Vom Straßenreiniger zum Turmbläser: Spaziergang durch Celle

Celle (dpa/tmn) - Zweimal täglich steigt in Celle der Turmbläser auf die Stadtkirche. Touristen lauschen andächtig. Doch in der Stadt an der Lüneburger Heide gibt es noch mehr zu entdecken: zum Beispiel adlige Gruften und ein patentiertes 24-Stunden-Museum.

Er sei unübersehbar, hat Helmut Lorchheim gesagt. Und tatsächlich: In seinem knallroten Schutzanzug ist er vor dem Glockenturm nicht zu verfehlen. „Nein“, sagt der Endfünfziger und lacht, „den brauche ich nicht fürs Blasen.“ Aber er komme direkt von seinem Hauptjob bei der Celler Straßenreinigung. Zweimal am Tag - um 9.30 Uhr und um 17.30 Uhr - kraxelt er die 235 Stufen des Turms der Stadtkirche St. Marien hinauf. Flink steigt er die steile Treppe empor.

Oben holt Lorchheim Trompete und Noten aus dem Schränkchen und bläst den Choral „Der Herr segne dich“ in alle vier Himmelsrichtungen.

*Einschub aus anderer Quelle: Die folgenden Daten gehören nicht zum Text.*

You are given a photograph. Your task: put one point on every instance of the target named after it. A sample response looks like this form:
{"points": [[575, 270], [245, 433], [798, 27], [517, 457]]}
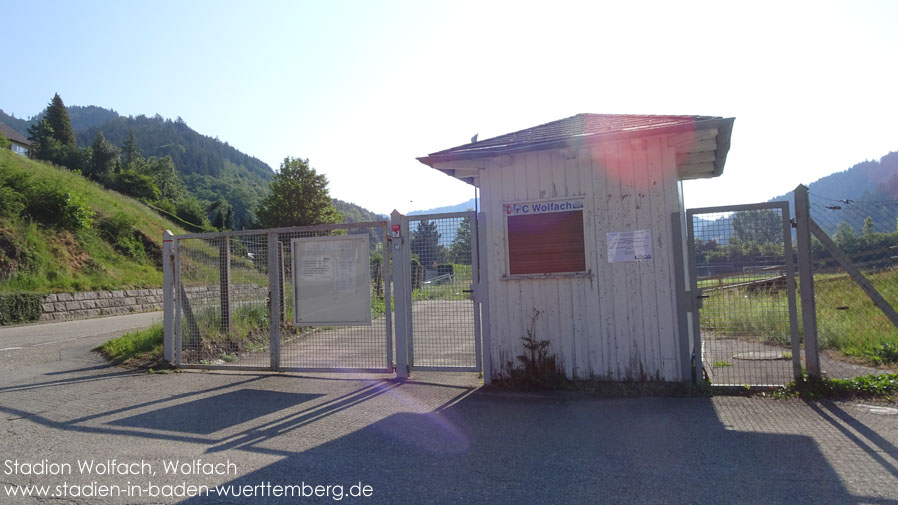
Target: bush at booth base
{"points": [[19, 307]]}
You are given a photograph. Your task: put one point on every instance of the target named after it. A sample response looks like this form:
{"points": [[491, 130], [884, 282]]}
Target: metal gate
{"points": [[437, 311], [230, 301], [743, 279]]}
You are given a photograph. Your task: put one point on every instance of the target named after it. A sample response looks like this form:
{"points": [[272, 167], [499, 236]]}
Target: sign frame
{"points": [[331, 282]]}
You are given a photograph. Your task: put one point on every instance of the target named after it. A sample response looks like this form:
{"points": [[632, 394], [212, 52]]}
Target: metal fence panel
{"points": [[857, 338], [743, 269], [444, 335], [222, 292], [356, 347], [225, 284]]}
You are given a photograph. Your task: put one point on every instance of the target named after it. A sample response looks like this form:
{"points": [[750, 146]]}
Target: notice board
{"points": [[331, 281]]}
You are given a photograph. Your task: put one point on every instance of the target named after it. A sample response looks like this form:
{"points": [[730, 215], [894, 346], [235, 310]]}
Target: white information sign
{"points": [[330, 281], [629, 246]]}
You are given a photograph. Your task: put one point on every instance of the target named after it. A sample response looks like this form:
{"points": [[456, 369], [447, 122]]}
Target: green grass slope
{"points": [[61, 232]]}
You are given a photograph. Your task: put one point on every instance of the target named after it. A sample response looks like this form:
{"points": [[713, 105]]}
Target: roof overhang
{"points": [[701, 149]]}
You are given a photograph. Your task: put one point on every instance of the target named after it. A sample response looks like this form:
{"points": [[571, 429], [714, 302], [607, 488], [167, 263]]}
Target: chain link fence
{"points": [[743, 269], [855, 337], [223, 295], [442, 274], [346, 346], [224, 290]]}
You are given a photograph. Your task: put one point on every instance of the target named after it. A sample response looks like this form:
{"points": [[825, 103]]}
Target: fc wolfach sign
{"points": [[529, 208]]}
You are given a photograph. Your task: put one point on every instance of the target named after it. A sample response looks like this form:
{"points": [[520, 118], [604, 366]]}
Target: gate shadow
{"points": [[488, 448]]}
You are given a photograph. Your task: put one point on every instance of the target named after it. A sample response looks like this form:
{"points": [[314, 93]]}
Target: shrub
{"points": [[12, 203], [192, 211], [52, 205], [134, 184], [119, 231], [19, 307]]}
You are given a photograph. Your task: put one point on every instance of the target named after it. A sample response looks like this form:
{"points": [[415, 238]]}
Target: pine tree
{"points": [[298, 197], [229, 219], [44, 145], [104, 158], [218, 223], [130, 151], [58, 118], [460, 249]]}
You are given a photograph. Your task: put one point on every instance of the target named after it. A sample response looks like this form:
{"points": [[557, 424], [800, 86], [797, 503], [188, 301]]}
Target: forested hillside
{"points": [[216, 174], [61, 232], [867, 181], [211, 170]]}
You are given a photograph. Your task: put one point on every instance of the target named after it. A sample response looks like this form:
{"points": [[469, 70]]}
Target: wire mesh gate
{"points": [[742, 272], [442, 279], [235, 307]]}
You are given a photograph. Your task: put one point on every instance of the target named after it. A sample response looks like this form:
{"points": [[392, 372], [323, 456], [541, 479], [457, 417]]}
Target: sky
{"points": [[362, 88]]}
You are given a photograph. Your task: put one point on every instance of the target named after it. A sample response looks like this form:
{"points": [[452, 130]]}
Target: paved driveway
{"points": [[434, 439]]}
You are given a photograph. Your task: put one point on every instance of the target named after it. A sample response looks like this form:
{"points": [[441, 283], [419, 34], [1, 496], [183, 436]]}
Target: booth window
{"points": [[546, 243]]}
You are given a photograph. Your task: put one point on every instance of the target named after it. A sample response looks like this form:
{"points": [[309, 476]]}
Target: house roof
{"points": [[574, 131], [13, 135]]}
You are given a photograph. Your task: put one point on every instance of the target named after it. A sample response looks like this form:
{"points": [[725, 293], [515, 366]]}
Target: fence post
{"points": [[484, 297], [274, 300], [168, 302], [224, 281], [806, 280], [401, 283]]}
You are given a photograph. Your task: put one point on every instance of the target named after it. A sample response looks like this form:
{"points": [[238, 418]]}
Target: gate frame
{"points": [[405, 299], [171, 274], [696, 299]]}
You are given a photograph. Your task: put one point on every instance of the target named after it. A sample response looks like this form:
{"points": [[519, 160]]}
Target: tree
{"points": [[299, 197], [460, 248], [845, 238], [44, 145], [130, 151], [229, 219], [58, 119], [165, 176], [759, 226], [867, 230], [104, 158], [425, 244]]}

Meist sind es Kirchenlieder, die der Pfarrer vorgibt, aber etwas Freiheit bei der Wahl hat er schon. Heute ist schönes Wetter, und unten auf dem Platz lauscht eine Reisegruppe seinem Spiel und spendet Applaus. Das hat Lorchheim gern, er lächelt glücklich. Lohn bekommt er nicht, nur eine Aufwandsentschädigung. Dafür muss er auch ohne viele Zuhörer, bei Wind und Wetter, jahrein, jahraus, vom 74 Meter hohen Turm der Celler Stadtkirche aus blasen.

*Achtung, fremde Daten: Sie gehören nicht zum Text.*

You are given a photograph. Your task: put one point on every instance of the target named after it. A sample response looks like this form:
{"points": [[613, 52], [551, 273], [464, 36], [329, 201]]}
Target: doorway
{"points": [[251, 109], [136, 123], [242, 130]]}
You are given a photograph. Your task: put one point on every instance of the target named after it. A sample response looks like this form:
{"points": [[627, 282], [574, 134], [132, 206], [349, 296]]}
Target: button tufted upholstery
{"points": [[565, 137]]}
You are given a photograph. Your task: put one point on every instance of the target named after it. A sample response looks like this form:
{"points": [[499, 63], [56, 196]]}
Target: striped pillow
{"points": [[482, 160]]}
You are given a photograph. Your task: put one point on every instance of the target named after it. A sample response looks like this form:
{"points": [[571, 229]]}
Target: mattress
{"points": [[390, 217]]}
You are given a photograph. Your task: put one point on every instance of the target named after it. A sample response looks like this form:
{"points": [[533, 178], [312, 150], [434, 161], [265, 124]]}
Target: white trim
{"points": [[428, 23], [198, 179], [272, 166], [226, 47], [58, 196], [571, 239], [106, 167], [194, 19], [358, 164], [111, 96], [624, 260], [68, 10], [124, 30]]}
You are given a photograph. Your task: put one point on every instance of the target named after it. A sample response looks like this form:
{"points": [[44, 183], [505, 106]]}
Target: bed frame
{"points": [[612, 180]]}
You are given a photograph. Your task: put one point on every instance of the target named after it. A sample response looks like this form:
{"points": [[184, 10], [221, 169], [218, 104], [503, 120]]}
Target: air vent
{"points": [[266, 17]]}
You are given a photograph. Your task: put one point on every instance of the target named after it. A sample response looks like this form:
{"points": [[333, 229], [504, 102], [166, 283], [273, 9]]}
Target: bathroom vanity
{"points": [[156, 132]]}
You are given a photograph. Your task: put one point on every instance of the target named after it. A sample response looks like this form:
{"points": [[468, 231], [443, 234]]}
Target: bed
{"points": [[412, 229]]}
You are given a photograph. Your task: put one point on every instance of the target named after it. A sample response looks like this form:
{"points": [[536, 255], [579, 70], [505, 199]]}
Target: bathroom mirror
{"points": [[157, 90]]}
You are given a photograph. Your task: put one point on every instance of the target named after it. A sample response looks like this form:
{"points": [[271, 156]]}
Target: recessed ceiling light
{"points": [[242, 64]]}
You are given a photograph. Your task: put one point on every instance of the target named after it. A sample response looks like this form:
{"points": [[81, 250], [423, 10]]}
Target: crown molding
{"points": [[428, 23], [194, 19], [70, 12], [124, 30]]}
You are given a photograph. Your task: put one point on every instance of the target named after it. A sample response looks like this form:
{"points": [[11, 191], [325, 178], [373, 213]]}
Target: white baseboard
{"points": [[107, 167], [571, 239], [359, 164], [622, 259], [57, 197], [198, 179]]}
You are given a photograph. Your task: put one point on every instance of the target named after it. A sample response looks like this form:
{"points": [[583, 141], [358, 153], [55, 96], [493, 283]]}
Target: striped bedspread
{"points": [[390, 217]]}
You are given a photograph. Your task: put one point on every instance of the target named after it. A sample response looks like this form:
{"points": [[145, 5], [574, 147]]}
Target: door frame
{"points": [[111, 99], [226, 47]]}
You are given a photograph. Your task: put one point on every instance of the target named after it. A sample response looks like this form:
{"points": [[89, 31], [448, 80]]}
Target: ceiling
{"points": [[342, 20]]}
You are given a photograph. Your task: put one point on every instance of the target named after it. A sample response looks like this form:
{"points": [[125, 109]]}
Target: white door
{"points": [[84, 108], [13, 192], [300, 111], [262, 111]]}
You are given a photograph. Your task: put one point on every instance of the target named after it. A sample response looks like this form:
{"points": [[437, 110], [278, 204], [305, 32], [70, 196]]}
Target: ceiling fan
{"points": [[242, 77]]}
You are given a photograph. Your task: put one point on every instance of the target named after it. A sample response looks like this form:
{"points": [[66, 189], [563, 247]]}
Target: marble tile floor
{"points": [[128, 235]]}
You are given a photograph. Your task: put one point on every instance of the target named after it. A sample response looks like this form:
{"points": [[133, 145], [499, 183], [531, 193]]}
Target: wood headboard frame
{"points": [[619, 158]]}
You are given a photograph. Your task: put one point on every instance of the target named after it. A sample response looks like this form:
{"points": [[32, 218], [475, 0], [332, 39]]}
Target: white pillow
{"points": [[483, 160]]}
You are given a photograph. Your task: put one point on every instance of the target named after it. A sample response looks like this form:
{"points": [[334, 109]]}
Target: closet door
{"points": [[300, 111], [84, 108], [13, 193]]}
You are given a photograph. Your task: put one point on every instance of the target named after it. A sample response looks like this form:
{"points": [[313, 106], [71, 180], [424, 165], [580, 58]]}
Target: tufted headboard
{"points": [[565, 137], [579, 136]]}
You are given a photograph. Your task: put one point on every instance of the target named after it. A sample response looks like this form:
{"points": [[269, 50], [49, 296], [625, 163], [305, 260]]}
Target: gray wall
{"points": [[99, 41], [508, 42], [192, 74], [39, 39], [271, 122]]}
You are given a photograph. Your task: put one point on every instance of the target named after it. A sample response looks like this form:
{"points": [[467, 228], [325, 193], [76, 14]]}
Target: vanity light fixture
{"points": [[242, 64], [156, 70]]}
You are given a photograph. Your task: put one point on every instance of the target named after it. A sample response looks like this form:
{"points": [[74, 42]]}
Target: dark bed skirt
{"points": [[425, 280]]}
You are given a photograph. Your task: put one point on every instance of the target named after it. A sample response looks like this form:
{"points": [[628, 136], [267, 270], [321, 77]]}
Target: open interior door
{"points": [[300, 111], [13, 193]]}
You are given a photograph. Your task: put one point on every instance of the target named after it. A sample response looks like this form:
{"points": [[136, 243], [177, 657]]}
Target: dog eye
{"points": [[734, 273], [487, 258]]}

Fast ein halbes Jahrhundert spielt er schon Trompete. Auf den Job des Turmbläsers aufmerksam gemacht hatte ihn Mitte der 1980er Jahre sein Schwiegervater, der die Anzeige in der Tageszeitung entdeckte. Heute geht der Blick weit hinaus über die Fachwerkstadt und das Schloss zu seinen Füßen, die nahe Heide und die Ackerflächen, die die Stadt umgeben.

Unten macht derweil Küster Ralf Pfeiffer die Kirche für die Besucher bereit. Sein größter Schatz liegt unter seinen Füßen: die Welfengruft. Stolz öffnet Pfeiffer die im Boden eingelassene Holztür im Chor und steigt hinab. Als die Welfen, denen Ernst August von Hannover vorsteht, in Celle Familientreffen abhielten, war er mit ihnen in der Gruft bei den Sarkophagen ihrer Vorfahren. Auch Caroline Mathilde liegt dort. Die Schwester des englischen Königs Georg III. wurde als Kind mit ihrem Cousin, dem geisteskranken dänischen König Christian VII. vermählt.

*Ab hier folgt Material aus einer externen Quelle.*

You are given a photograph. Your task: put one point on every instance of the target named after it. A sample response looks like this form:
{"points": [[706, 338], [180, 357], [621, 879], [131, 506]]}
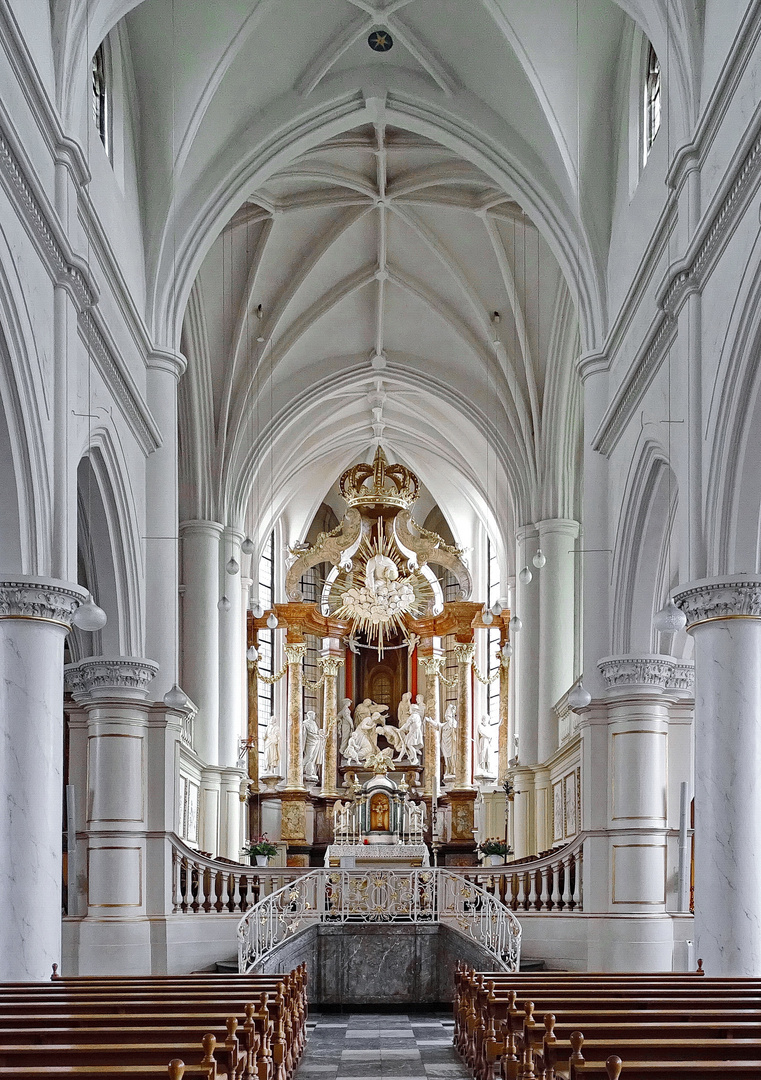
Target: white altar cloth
{"points": [[365, 854]]}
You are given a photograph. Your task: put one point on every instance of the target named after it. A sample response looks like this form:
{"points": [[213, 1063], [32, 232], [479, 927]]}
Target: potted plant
{"points": [[494, 851], [260, 849]]}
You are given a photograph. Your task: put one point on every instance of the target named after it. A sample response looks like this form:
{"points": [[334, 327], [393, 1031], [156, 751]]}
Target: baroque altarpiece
{"points": [[390, 709]]}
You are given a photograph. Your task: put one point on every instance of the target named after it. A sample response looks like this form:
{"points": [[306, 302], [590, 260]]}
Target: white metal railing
{"points": [[380, 895], [551, 883], [203, 886]]}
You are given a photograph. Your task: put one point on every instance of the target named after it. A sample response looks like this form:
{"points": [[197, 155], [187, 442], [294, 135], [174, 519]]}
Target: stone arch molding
{"points": [[25, 399], [123, 551], [640, 571]]}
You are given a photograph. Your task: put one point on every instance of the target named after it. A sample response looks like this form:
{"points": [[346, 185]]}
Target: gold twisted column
{"points": [[432, 666], [253, 719], [295, 774], [463, 771], [504, 754], [330, 663]]}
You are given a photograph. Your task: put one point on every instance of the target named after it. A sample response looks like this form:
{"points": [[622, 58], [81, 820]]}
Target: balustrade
{"points": [[203, 886], [552, 883]]}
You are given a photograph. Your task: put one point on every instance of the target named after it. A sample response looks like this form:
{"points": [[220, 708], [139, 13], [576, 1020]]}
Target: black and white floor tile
{"points": [[392, 1047]]}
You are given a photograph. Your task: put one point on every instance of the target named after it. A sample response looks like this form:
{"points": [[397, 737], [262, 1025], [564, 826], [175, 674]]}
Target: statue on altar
{"points": [[484, 729], [345, 725], [314, 741], [449, 740], [272, 746]]}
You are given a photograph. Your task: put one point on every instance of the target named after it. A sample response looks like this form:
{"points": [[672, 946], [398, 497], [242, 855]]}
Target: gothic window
{"points": [[267, 595], [100, 96], [493, 588], [652, 99]]}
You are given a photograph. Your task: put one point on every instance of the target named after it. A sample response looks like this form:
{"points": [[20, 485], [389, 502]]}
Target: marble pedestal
{"points": [[724, 619]]}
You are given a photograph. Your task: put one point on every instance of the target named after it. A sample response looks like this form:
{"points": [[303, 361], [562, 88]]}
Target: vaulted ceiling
{"points": [[375, 210]]}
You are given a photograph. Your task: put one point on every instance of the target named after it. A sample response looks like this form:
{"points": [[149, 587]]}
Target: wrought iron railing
{"points": [[380, 895]]}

Eine Liaison mit dem Aufklärer Struensee, die für das Kino verfilmt wurde, endete für diesen tödlich, für Caroline Mathilde mit der Verbannung nach Celle, wo sie 1775 mit nur 24 Jahren starb. Die Kirche liegt am Rande der pittoresken Altstadt mit ihren gut 400 Fachwerkhäusern, die den Krieg unbeschadet überstanden und in den vergangenen Jahrzehnten kunstvoll restauriert wurden.

Die jahrhundertealten Sinnsprüche und der Figurenschmuck an den Fassaden der Altstadthäuser lassen Besucher oft schmunzeln. Geschmackvolle Geschäfte, Gaststätten und Bars laden Flaneure zur Einkehr ein. Dass alte Fachwerkhäuser nicht gerade pflegeleicht sind, verrät Frank Simon bei einem Rundgang.

Der Architekt hat sich auf Altbausanierung spezialisiert und einige Fachwerkhäuser so umgebaut, dass Fassade und schöne Baudetails erhalten blieben, aber Böden und Decken den heutigen Anforderungen genügen. Der historische Marstall gegenüber des Schlosses kann so als Modegeschäft neu genutzt werden. Bei Mietwohnungen ist Investoren so viel Aufwand meist zu hoch. „Rund um den Hauptplatz Großer Plan wohnen gerade noch drei Familien“, sagt Simon bedauernd.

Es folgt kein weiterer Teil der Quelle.